The function \(f(x) = \log(1+x) - \frac{2x}{2+x}\) is increasing on

• A. \((- \infty, \infty)\)
• B. \((- 1, \infty)\)
• C. \(( \infty, -1)\)
• D. \((- \infty, 0)\)

Answer 1

The Correct Option is B

\(f(x) = \log(1+x) - \frac{2x}{2+x}\)
To simplify the expression, we can rewrite it as:
\(f(x) = \log(1+x) - \frac{2x}{2+x}\)
To find the derivative, we apply the logarithmic differentiation and the quotient rule:
\(f'(x) = \frac{1}{1+x} - 2\left(\frac{1}{2+x}\right) - 2x \left(-\frac{1}{(2+x)^2}\right)\)
Simplifying further:
\(f'(x) = \frac{1}{1+x} - \frac{2}{2+x} + \frac{2x}{(2+x)^2}\)
Now, we need to determine where \(f'(x) > 0.\)
To analyze the sign of f'(x), we can find the common denominator for the fractions:
\(f'(x) = \frac{(2+x)(2+x) - 2(1+x) + 2x}{(1+x)(2+x)^2}\)

Expanding the numerator:
\(f'(x) = \frac{4+4x+x^2 - 2 - 2x + 2x}{(1+x)(2+x)^2}\)

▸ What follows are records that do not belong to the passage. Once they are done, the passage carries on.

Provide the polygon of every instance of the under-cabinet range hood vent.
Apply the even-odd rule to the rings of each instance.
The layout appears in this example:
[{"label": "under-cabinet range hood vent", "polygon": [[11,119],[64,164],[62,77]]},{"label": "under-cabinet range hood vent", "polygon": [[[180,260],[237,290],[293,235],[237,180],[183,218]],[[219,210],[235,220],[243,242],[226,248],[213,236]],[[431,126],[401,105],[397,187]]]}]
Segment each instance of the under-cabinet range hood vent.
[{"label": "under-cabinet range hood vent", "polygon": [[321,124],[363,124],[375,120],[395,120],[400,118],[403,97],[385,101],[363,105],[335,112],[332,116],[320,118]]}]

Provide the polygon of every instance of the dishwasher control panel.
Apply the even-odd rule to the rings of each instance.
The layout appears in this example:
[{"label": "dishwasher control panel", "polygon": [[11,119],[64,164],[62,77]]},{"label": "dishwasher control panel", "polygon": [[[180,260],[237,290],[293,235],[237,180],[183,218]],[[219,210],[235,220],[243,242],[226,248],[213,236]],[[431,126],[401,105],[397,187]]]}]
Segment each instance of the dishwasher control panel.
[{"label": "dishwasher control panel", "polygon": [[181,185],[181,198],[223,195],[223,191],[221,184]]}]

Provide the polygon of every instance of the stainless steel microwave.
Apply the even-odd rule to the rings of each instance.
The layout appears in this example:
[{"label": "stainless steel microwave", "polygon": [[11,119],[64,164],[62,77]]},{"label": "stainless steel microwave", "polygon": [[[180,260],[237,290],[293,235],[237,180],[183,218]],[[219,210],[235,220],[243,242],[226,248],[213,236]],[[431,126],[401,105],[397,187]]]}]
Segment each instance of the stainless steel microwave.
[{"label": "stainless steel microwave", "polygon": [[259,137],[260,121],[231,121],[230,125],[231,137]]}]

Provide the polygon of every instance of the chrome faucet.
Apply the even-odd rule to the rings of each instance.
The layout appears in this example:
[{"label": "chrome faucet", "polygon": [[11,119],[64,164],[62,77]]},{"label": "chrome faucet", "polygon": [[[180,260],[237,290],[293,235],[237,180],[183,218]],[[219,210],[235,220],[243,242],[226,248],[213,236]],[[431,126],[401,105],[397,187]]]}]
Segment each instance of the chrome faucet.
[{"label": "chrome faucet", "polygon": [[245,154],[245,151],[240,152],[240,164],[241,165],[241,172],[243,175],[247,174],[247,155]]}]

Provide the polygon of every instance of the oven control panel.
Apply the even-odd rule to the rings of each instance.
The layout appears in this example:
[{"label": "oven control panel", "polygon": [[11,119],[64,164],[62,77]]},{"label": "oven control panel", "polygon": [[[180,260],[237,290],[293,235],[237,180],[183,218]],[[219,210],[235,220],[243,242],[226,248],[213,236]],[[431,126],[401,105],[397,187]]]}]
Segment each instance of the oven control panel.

\(f'(x) = \frac{x^2}{(1+x)(2+x)^2}\)
Now, let's analyze the sign of f'(x) based on the numerator and denominator.
For the numerator, \(x^2\) is always non-negative.
For the denominator, \((1+x)\) and \((2+x)^2\) are also always non-negative, except when x = -1.
Therefore, f'(x) is positive (greater than zero) when \(x ≠ -1.\)
Hence, the function \(f(x) = \log(1+x) - \frac{2x}{2+x}\) is increasing on the interval \((-1, \infty)\), which corresponds to option (B) \((-1, \infty)\).